The majority opinion cited the establishment clause of the First Amendment, which forbids the "establishment of religion, or (any law) prohibiting the free exercise thereof."


The majority cited Justice Sandra Day O'Connor, who warned of creating religious "ins" and "outs" in the population. The majority also pointed to "our ancestors who suffered significantly because of their religious beliefs and who were ostracized by their national communities or made to suffer poverty or even worse because of their religious beliefs. As one visitor to our shores, himself a refugee from Nazi tyranny put it, Americans can all say, 'We are bruised souls.' We each carry 'the wounds and sorrows of ancestors....'

The establishment clause acknowledges that 'spiritual patrimony' and requires that we exercise, in our governmental manifestations of the religious nature of our people, a self-restraint that will prevent anyone from becoming in the eyes of our governmental system -- an 'out' on the basis of religious beliefs."

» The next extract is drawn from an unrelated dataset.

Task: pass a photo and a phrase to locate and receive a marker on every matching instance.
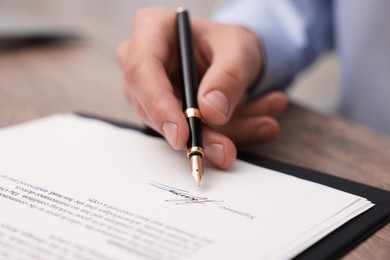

Elkhart then asked the Supreme Court for review, which was denied Tuesday. Ironically, there is at least one, possibly two representations of the Ten Commandments in the Supreme Court itself. Both are part of the original art in the 1935 building, and may not be altered under federal law.

High on the frieze that surrounds the top of the courtroom, along a display of historic lawgivers, is a representation of Moses holding the Decalogue. Even more significantly, on a frieze above the head of Chief Justice Request, is a low-relief of two rectangular tablets, rounded at the top, with the Roman numerals I through X inscribed upon them. Supreme Court curators describe the tablets as a representation of the Bill of Rights. But they look suspiciously like something Charlton Heston might have carried back in the 1950s.